The Spirit will, however, strengthen us in our human weakness – strengthen us not in any superhuman, superpower form, but in the sense of holding us true to our abilities in the service of the gospel – holding us, as Jacob was held, true to the dreams of God. And where Jesus preaches so-called ‘kingdom-parables’ on the need to retain focus on the values of the reign of God, to retain focus on the priorities of the gospel, it is to the Spirit of God, or, in Trinitarian terms, the Spirit of Jesus that we turn in all our fallibility.

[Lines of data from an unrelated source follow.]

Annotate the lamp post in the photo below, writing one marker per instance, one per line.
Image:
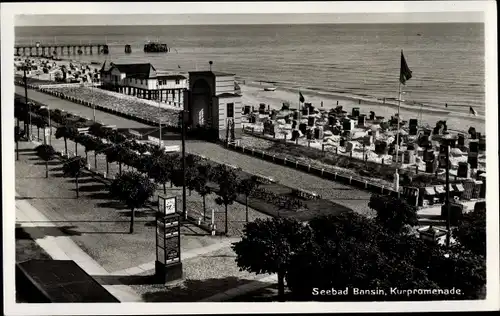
(26, 98)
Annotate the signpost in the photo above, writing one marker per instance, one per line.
(46, 133)
(168, 265)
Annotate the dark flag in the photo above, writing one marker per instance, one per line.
(405, 72)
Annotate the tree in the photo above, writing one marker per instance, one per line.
(201, 183)
(351, 251)
(133, 189)
(471, 231)
(268, 245)
(192, 163)
(228, 185)
(40, 123)
(173, 163)
(111, 153)
(73, 168)
(85, 141)
(65, 131)
(247, 187)
(47, 153)
(393, 213)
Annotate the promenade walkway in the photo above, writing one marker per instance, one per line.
(344, 195)
(95, 237)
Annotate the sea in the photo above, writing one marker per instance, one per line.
(348, 60)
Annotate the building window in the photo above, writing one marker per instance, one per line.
(230, 110)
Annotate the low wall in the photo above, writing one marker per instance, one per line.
(334, 176)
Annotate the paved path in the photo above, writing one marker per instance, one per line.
(345, 195)
(63, 248)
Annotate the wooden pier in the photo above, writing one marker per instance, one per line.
(60, 49)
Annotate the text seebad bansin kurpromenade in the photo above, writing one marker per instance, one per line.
(390, 291)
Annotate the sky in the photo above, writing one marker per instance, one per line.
(257, 18)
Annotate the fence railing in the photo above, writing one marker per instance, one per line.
(321, 172)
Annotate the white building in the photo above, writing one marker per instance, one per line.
(144, 81)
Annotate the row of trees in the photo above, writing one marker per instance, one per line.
(351, 251)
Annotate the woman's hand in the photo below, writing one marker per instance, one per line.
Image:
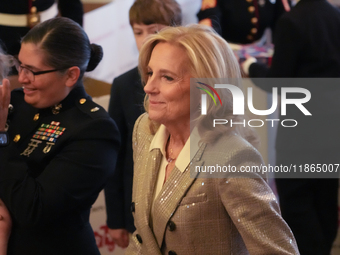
(5, 228)
(5, 96)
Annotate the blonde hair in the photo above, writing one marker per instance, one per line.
(210, 57)
(165, 12)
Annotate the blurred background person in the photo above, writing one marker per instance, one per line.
(14, 18)
(126, 105)
(308, 46)
(62, 147)
(175, 213)
(241, 22)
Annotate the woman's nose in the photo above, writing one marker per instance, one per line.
(151, 86)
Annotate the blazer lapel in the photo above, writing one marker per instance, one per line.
(171, 195)
(145, 188)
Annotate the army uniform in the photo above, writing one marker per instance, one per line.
(57, 162)
(241, 21)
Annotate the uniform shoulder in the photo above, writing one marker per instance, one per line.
(130, 75)
(90, 108)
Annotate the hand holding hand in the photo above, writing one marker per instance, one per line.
(120, 237)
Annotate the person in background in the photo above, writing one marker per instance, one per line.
(307, 46)
(126, 104)
(178, 210)
(14, 18)
(241, 21)
(58, 147)
(5, 228)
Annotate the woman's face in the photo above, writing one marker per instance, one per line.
(168, 85)
(47, 89)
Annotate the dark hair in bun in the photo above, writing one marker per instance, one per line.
(66, 44)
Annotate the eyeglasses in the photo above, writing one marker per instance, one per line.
(30, 74)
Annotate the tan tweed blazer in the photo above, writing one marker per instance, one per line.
(202, 216)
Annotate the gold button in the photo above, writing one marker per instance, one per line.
(16, 138)
(36, 117)
(254, 20)
(253, 30)
(251, 8)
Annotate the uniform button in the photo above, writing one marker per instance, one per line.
(253, 30)
(139, 238)
(171, 225)
(251, 8)
(254, 20)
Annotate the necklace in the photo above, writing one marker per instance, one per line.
(170, 158)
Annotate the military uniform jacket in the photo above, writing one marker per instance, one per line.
(202, 216)
(242, 21)
(52, 171)
(307, 45)
(126, 105)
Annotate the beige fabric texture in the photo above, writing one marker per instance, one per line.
(231, 215)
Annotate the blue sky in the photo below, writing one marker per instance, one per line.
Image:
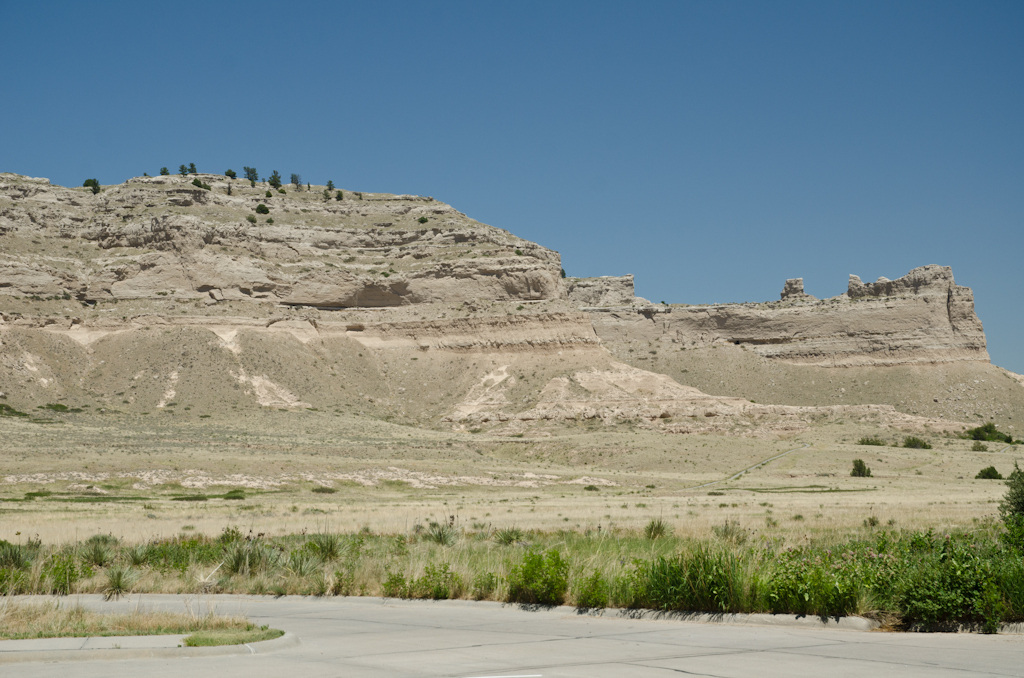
(712, 149)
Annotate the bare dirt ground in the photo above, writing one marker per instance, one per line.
(140, 477)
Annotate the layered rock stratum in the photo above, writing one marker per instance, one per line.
(160, 296)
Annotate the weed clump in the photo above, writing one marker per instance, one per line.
(540, 579)
(860, 469)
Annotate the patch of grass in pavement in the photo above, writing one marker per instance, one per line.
(228, 637)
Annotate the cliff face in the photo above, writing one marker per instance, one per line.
(923, 318)
(164, 237)
(157, 293)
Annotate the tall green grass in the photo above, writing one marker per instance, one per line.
(921, 580)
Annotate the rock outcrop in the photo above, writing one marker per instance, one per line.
(794, 291)
(923, 318)
(603, 291)
(164, 237)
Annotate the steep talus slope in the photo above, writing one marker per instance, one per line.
(156, 237)
(158, 297)
(923, 318)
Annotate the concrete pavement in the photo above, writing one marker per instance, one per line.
(371, 638)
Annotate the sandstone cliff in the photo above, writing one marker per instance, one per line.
(923, 318)
(164, 237)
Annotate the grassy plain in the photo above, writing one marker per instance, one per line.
(141, 477)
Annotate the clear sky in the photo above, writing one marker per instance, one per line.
(711, 149)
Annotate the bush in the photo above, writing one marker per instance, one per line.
(860, 469)
(592, 592)
(989, 433)
(12, 556)
(437, 583)
(443, 534)
(541, 579)
(1012, 505)
(508, 536)
(119, 582)
(707, 580)
(484, 585)
(60, 574)
(656, 528)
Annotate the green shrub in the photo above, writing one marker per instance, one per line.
(444, 534)
(484, 585)
(327, 546)
(508, 536)
(860, 469)
(437, 583)
(656, 527)
(591, 592)
(1013, 502)
(540, 579)
(119, 582)
(60, 574)
(803, 582)
(12, 556)
(707, 579)
(989, 433)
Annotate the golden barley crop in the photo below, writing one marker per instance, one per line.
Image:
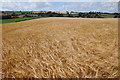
(60, 48)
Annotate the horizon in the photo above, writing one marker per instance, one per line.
(109, 7)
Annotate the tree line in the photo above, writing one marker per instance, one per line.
(10, 15)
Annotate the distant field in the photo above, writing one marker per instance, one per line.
(61, 48)
(17, 19)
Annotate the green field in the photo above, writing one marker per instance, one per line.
(17, 19)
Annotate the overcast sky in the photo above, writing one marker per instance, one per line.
(60, 5)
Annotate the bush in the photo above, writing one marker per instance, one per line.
(6, 17)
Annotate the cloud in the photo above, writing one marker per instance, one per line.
(57, 6)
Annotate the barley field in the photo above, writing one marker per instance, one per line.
(59, 47)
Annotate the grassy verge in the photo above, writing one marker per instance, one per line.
(17, 19)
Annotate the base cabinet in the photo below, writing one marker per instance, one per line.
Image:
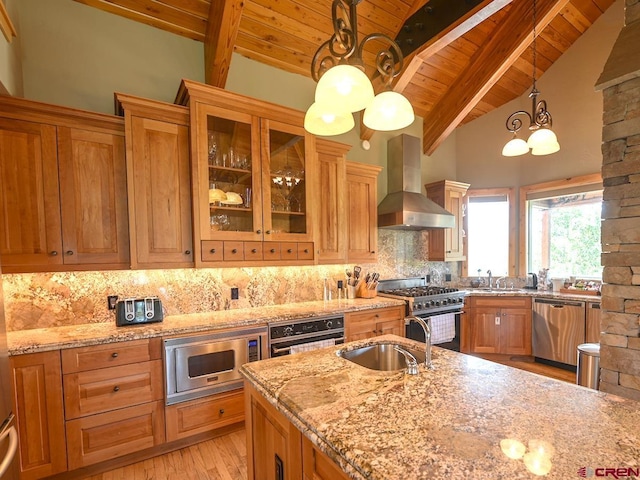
(500, 325)
(38, 406)
(372, 323)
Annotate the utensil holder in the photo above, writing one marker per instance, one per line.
(363, 292)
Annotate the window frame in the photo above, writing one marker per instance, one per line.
(509, 192)
(590, 180)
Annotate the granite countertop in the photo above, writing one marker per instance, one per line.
(522, 292)
(448, 422)
(45, 339)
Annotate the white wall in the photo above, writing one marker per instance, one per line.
(568, 88)
(10, 60)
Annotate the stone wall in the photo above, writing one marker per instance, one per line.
(620, 342)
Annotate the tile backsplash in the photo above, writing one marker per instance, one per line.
(40, 300)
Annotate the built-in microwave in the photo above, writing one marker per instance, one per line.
(201, 365)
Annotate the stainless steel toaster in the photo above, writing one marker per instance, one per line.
(134, 311)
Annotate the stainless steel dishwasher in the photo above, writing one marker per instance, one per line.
(558, 329)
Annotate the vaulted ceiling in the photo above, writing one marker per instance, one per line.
(463, 69)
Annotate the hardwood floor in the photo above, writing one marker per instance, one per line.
(224, 457)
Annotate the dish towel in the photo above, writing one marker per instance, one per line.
(443, 328)
(307, 347)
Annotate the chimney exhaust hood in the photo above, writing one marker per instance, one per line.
(404, 207)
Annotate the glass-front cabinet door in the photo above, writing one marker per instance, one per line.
(229, 175)
(287, 161)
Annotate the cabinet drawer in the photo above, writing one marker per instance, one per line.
(109, 435)
(110, 355)
(212, 251)
(305, 251)
(288, 251)
(253, 250)
(204, 414)
(272, 251)
(499, 302)
(233, 251)
(97, 391)
(376, 315)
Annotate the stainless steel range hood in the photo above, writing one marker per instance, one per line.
(404, 207)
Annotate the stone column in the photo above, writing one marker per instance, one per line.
(620, 82)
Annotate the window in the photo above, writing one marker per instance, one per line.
(490, 232)
(563, 227)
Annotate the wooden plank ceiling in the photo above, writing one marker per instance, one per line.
(479, 63)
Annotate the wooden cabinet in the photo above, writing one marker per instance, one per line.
(371, 323)
(446, 244)
(254, 166)
(497, 325)
(38, 405)
(204, 414)
(113, 400)
(332, 219)
(362, 203)
(274, 445)
(62, 178)
(159, 183)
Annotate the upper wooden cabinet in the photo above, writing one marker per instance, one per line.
(446, 244)
(254, 168)
(332, 217)
(362, 201)
(63, 189)
(159, 183)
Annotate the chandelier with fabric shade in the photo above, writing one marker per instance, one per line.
(543, 140)
(343, 86)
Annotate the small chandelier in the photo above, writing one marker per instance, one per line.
(542, 140)
(343, 86)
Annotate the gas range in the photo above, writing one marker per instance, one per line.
(422, 298)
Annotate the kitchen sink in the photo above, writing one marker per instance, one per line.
(381, 357)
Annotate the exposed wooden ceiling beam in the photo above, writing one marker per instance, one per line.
(413, 62)
(222, 30)
(491, 61)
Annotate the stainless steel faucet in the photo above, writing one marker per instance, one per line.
(427, 339)
(412, 363)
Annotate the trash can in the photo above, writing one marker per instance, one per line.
(588, 371)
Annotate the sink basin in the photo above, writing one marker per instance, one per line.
(381, 357)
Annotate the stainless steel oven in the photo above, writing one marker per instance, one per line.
(201, 365)
(303, 335)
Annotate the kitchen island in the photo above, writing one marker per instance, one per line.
(446, 423)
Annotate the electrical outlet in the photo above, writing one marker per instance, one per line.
(111, 301)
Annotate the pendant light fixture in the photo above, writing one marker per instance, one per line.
(542, 140)
(343, 85)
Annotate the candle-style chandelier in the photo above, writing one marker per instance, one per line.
(542, 140)
(343, 86)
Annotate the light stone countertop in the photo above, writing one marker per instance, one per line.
(447, 423)
(45, 339)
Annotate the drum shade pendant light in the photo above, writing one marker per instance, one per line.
(542, 140)
(343, 86)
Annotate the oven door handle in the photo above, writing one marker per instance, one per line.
(277, 351)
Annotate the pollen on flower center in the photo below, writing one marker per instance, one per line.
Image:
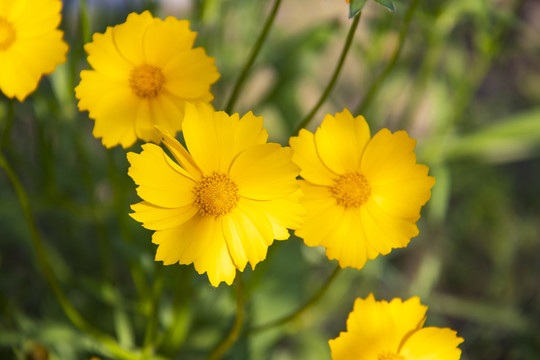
(7, 34)
(351, 190)
(146, 80)
(216, 195)
(390, 356)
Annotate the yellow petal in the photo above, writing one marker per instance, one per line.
(155, 217)
(384, 153)
(199, 241)
(347, 243)
(306, 157)
(248, 233)
(209, 137)
(264, 172)
(340, 141)
(104, 56)
(284, 213)
(159, 183)
(370, 332)
(182, 156)
(432, 343)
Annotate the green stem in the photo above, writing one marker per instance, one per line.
(316, 297)
(9, 123)
(374, 88)
(254, 52)
(222, 348)
(335, 76)
(43, 260)
(151, 324)
(85, 21)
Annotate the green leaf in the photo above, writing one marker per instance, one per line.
(355, 6)
(389, 4)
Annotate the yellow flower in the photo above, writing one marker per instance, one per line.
(144, 72)
(362, 195)
(380, 330)
(30, 44)
(221, 204)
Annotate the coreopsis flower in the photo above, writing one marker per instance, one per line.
(30, 44)
(381, 330)
(362, 195)
(144, 71)
(220, 205)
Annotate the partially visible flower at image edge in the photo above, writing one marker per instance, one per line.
(381, 330)
(224, 200)
(362, 195)
(31, 44)
(144, 71)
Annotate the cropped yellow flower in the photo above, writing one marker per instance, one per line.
(381, 330)
(221, 204)
(30, 44)
(362, 195)
(144, 71)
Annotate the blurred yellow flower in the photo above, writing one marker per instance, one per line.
(381, 330)
(144, 71)
(363, 195)
(30, 44)
(221, 204)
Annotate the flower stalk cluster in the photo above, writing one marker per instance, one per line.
(219, 199)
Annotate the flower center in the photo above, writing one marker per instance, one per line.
(216, 195)
(146, 80)
(7, 34)
(390, 356)
(351, 190)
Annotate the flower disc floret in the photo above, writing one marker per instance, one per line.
(362, 194)
(351, 190)
(223, 199)
(146, 80)
(216, 195)
(143, 73)
(7, 34)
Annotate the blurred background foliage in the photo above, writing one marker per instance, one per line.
(465, 82)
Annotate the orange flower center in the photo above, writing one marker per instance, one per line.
(351, 190)
(216, 195)
(146, 80)
(7, 34)
(390, 356)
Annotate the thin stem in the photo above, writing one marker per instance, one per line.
(151, 324)
(316, 297)
(43, 260)
(254, 52)
(335, 76)
(9, 123)
(222, 348)
(85, 21)
(368, 99)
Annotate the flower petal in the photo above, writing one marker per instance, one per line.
(209, 137)
(432, 343)
(155, 217)
(159, 182)
(306, 157)
(199, 241)
(341, 140)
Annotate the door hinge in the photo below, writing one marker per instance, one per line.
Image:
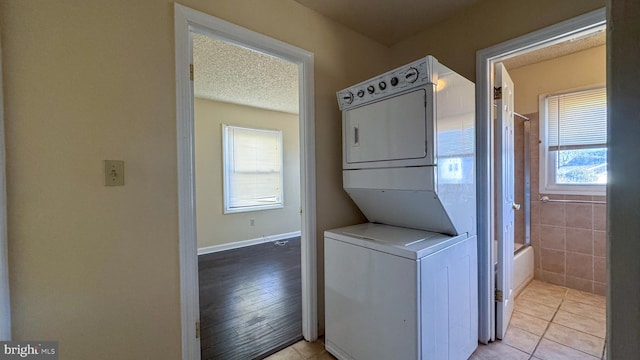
(497, 93)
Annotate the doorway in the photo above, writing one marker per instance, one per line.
(188, 21)
(485, 65)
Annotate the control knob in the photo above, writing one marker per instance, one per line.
(412, 75)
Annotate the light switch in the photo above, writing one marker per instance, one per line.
(114, 173)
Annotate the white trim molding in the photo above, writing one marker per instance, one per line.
(245, 243)
(186, 22)
(5, 304)
(485, 59)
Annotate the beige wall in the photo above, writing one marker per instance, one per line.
(97, 267)
(578, 70)
(455, 40)
(568, 239)
(215, 227)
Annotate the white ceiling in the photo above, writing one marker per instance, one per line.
(230, 73)
(387, 21)
(569, 46)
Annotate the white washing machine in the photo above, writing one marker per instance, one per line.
(399, 293)
(407, 289)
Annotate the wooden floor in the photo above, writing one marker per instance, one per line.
(250, 301)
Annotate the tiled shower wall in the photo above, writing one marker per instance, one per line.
(568, 238)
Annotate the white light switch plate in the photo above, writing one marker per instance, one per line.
(114, 172)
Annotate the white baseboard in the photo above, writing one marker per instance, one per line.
(239, 244)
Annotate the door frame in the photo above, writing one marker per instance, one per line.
(5, 303)
(485, 60)
(186, 21)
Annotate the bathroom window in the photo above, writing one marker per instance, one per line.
(252, 168)
(573, 153)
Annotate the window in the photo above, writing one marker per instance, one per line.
(573, 155)
(252, 169)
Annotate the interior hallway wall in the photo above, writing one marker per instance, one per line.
(568, 239)
(97, 267)
(213, 226)
(455, 40)
(94, 80)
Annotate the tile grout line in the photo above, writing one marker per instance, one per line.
(564, 297)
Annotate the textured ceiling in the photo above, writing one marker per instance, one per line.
(387, 21)
(230, 73)
(570, 46)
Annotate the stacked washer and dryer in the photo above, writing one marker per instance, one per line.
(404, 285)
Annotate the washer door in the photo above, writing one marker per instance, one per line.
(389, 130)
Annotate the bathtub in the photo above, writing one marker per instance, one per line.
(522, 267)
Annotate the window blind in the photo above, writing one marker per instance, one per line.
(577, 120)
(253, 168)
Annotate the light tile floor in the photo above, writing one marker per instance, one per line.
(303, 350)
(549, 322)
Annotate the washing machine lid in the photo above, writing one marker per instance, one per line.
(400, 241)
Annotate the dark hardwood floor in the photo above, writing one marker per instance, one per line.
(250, 301)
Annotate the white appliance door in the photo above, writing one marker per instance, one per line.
(505, 199)
(387, 130)
(371, 303)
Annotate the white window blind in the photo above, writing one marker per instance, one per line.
(252, 169)
(577, 120)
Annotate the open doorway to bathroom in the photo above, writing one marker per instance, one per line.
(559, 183)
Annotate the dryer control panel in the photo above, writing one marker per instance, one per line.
(417, 73)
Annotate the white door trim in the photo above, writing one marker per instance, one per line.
(186, 21)
(485, 59)
(5, 305)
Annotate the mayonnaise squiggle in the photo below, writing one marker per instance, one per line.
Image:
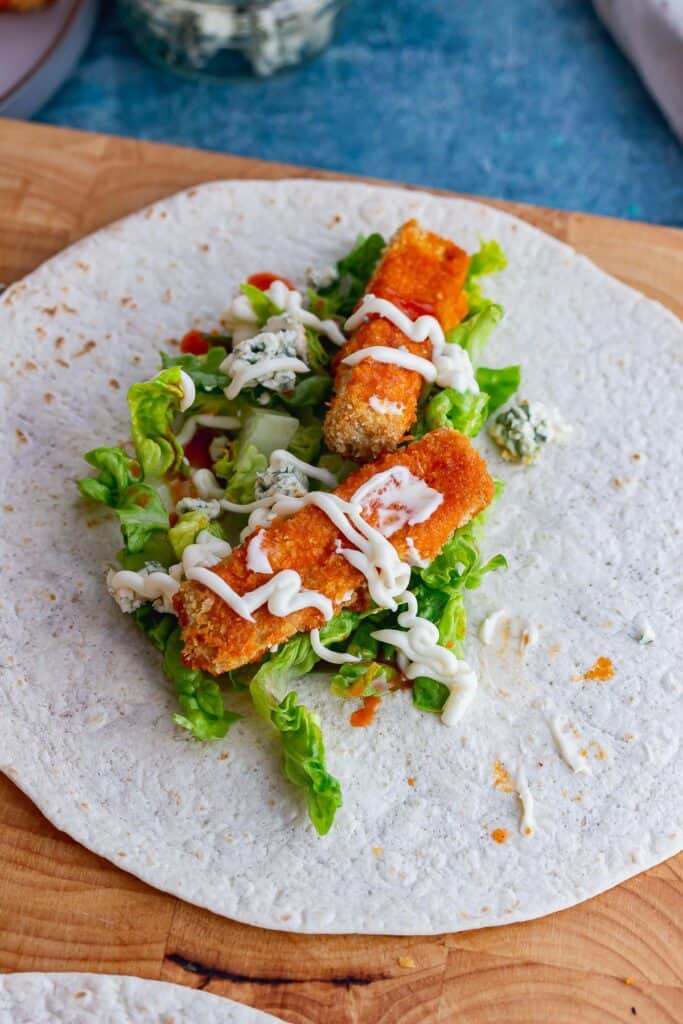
(240, 313)
(421, 654)
(450, 366)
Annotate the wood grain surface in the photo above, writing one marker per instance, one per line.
(615, 957)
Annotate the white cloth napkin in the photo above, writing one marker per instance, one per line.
(650, 33)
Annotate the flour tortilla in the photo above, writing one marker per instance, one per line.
(100, 998)
(591, 538)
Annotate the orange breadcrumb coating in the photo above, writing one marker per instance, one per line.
(217, 639)
(420, 272)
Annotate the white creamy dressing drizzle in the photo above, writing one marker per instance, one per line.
(257, 560)
(566, 747)
(384, 406)
(188, 429)
(291, 302)
(160, 586)
(421, 654)
(263, 369)
(333, 656)
(187, 388)
(450, 366)
(283, 594)
(527, 819)
(400, 499)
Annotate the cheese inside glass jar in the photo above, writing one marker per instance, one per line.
(227, 39)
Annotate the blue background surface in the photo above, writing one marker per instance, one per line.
(521, 99)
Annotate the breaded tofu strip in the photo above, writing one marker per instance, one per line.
(217, 639)
(375, 403)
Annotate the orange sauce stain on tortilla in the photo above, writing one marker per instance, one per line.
(502, 778)
(363, 717)
(602, 670)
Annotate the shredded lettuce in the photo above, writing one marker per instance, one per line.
(153, 406)
(200, 696)
(499, 384)
(263, 307)
(463, 411)
(140, 510)
(353, 273)
(204, 370)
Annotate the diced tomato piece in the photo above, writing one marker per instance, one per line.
(263, 281)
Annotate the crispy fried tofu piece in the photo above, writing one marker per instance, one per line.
(375, 403)
(217, 639)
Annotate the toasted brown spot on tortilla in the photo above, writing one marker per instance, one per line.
(602, 670)
(502, 778)
(85, 348)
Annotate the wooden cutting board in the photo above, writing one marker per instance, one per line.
(615, 957)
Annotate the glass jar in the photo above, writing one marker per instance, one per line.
(230, 38)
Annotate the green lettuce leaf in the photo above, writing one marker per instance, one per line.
(153, 406)
(199, 695)
(353, 273)
(263, 307)
(140, 515)
(204, 370)
(140, 510)
(117, 472)
(463, 411)
(499, 384)
(489, 259)
(240, 473)
(307, 441)
(473, 333)
(303, 761)
(185, 530)
(310, 390)
(316, 355)
(428, 694)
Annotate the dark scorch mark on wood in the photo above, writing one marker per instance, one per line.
(210, 973)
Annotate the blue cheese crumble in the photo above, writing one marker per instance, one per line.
(521, 430)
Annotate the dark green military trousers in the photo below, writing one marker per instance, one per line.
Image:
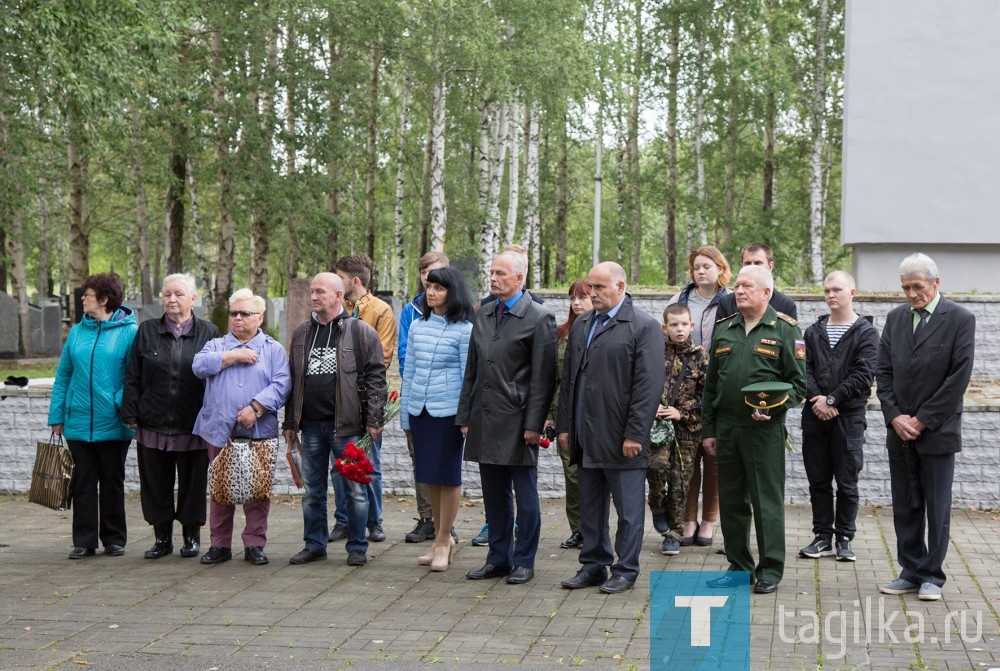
(751, 464)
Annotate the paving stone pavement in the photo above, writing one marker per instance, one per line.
(172, 613)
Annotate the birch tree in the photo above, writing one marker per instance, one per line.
(404, 131)
(514, 173)
(532, 220)
(817, 111)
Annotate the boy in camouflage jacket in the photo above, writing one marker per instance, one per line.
(671, 462)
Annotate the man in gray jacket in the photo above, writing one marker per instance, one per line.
(611, 386)
(506, 391)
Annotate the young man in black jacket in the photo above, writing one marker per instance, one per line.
(841, 351)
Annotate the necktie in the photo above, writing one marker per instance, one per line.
(924, 315)
(602, 321)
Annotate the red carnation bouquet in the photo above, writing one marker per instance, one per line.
(390, 413)
(355, 465)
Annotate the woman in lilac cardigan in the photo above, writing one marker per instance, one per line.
(247, 382)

Fallibility will be, naturally, our hallmark. Over and again New Testament writers make it clear that perfection is beyond us – though another task, as it were, of the Spirit is to sandpaper away the rough edges of our fallibility, transforming us into the likeness of the one we serve. Fallibility and hypocrisy are of course vastly different animals. We begin and continue an authentic journey in the Spirit of Christ precisely when we acknowledge our weakness and our need for Christ, helping us to escape our volitions to sin and failure. We venture into hypocrisy when we begin to play games with God, transforming the Spirit into entertainment, or God into a plaything to serve our own self-aggrandizement and need for power or exaltation. At that moment we remove Jesus from the driver’s seat and find ourselves fingered by the warnings of hell fire and damnation, of gnashing teeth, and of the wonderful pithy insight I borrowed last week, from biblical commentator Marcus Barth, that ‘hell is for Christians only’.

For we who are Christ-bearers, then, there are severe yet welcoming warnings in the kingdom parables of Jesus: is he our focus and priority? Fortunately, when most of us in moments of honesty are forced to admit this may not be the case, there is the good news of grace, of the whispered ‘sorry’ that we offer to God, and the invasion of the praying Spirit who invades our life once more.